More advanced MPDS API usage: unusual materials phases from the machine learning
==========

- Complexity level: green karate belt

Here we look in MPDS for the "unusual" materials phases, _i.e._ these which have the extreme values of more than one physical property. _Extreme_ in this context means close to the either of the prediction boundaries, minimum or maximum.

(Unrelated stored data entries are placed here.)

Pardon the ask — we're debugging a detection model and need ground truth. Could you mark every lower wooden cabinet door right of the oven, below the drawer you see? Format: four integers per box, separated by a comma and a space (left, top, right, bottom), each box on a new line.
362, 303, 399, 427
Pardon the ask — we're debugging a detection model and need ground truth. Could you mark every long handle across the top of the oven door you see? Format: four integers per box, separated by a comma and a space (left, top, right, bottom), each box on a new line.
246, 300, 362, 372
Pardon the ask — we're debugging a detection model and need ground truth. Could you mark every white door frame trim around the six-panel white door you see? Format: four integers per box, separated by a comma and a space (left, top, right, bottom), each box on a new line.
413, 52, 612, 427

For instance, a crystal with very low Debye temperature, very low enthalpy of formation, very high linear thermal expansion coefficient _etc._ would match. Such cases certainly deserve attention, so let's list them.


In [None]:
!pip install mpds_client>=0.0.17

In [None]:
from __future__ import division
import time
import random
import threading

from mpds_client import MPDSDataRetrieval, MPDSDataTypes

ml_data_bounds = {
    'isothermal bulk modulus': [5, 265],
    'enthalpy of formation': [-325, 0],
    'heat capacity at constant pressure': [11, 28],
    'Seebeck coefficient': [-150, 225],
    'values of electronic band gap': [0.5, 10], # NB stands for both direct + indirect gaps
    'temperature for congruent melting': [300, 2700],
    'Debye temperature': [175, 1100],
    'linear thermal expansion coefficient': [1.0E-06, 9.5E-05]
}
bound_tolerance_factor = 12


What's the `bound_tolerance_factor`? For each machine-learning property we divide the entire range of values (_e.g._ from 0 to 1000 THz) into this number. Then we take the first and the last segment. Entries with properties in these segments will be considered **extreme** and kept for the future matching with each other.

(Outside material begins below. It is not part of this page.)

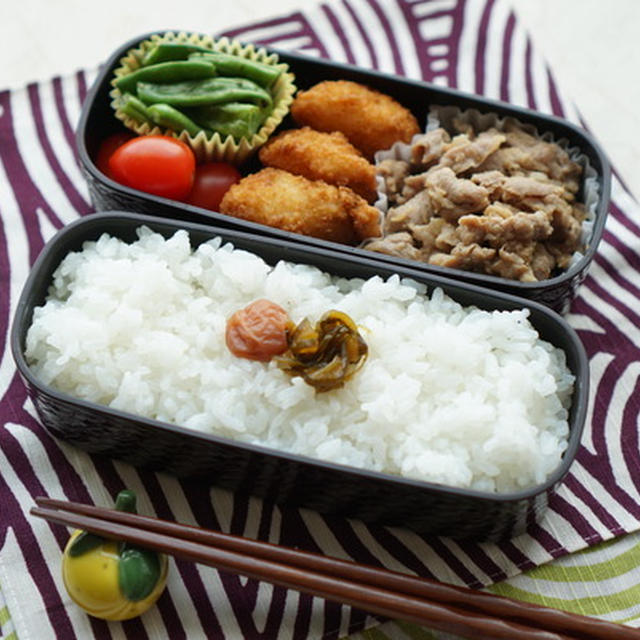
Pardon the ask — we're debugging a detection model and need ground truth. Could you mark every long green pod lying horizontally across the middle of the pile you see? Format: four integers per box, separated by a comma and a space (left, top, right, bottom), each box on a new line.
137, 77, 271, 107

Copy and paste your [MPDS API key](https://mpds.io/open-data-api) in the next cell, then execute. Note, if the key isn't valid, the API returns an HTTP error `403`.

Please, make sure not to expose your MPDS key publicly.


In [None]:
API_KEY = 'YOUR_MPDS_API_KEY_GOES_HERE'

In [None]:
extremes, extremes_intersects = {}, {}

def mpds_download_worker(prop, min_bound, max_bound):
    '''
    A parallel download worker
    '''
    print(" Starting with %s" % prop)

    MPDSDataRetrieval.chilouttime = random.randint(3, 4) # please, do not use values < 2
    client = MPDSDataRetrieval(dtype=MPDSDataTypes.MACHINE_LEARNING, api_key=API_KEY)

    min_entries, max_entries = [], []

    for item in client.get_data({"props": prop}, fields={'P':[
        'sample.material.entry',
        'sample.material.phase_id',
        'sample.material.chemical_formula',
        'sample.measurement[0].property.scalar'
    ]}):
        if item[3] < min_bound:
            min_entries.append(item)

        elif item[3] > max_bound:
            max_entries.append(item)

    for item in list(min_entries) + list(max_entries):

        keep_info = [prop, item[0]] + item[2:]

        if item[1] in extremes:
            extremes_intersects.setdefault(item[1], []).append(keep_info)

        else:
            extremes[item[1]] = keep_info

Below is the most time-consuming step. We need to scan all the machine-learning data. To fetch all the entries for each property requires about 15 minutes. So that will be about 2 hours in total sequentially. We're lucky to parallelize the data extraction using an **mpds_download_worker** for each property, so the total running time will be about half an hour. A reader may grab a cup of tea or coffee (a timely hydration is important).

In [None]:
start_time = time.time()
threads = []
for key in ml_data_bounds:

    # adjust bounds to match extreme entries
    margin = (ml_data_bounds[key][1] - ml_data_bounds[key][0]) / bound_tolerance_factor
    ml_data_bounds[key] = [ml_data_bounds[key][0] + margin, ml_data_bounds[key][1] - margin]

    # run in parallel, although avoiding too frequent requests
    thread = threading.Thread(target=mpds_download_worker, args=[key] + ml_data_bounds[key])
    time.sleep(random.randint(1, 5))
    thread.start()
    threads.append(thread)

for thread in threads:
    thread.join()

for phase_id in extremes_intersects:
    extremes_intersects[phase_id].append(extremes[phase_id])

for phase_id in sorted(extremes_intersects.keys()):

    print("*" * 30 + " Distinct phase https://mpds.io/#phase_id/%s " % system['Phase'] + "*" * 30)

    for card in extremes_intersects[phase_id]:
        print("%s (%s) %s = %s %s" % (card[1], card[0], ))

print("Done in %1.2f sc" % (time.time() - start_time))


Were you able to follow everything? Please, try to answer:
- How is the value of `bound_tolerance_factor` connected with the total number of results?
- How could one obtain the particular crystalline structures for these results?
- How could one in principle verify these results?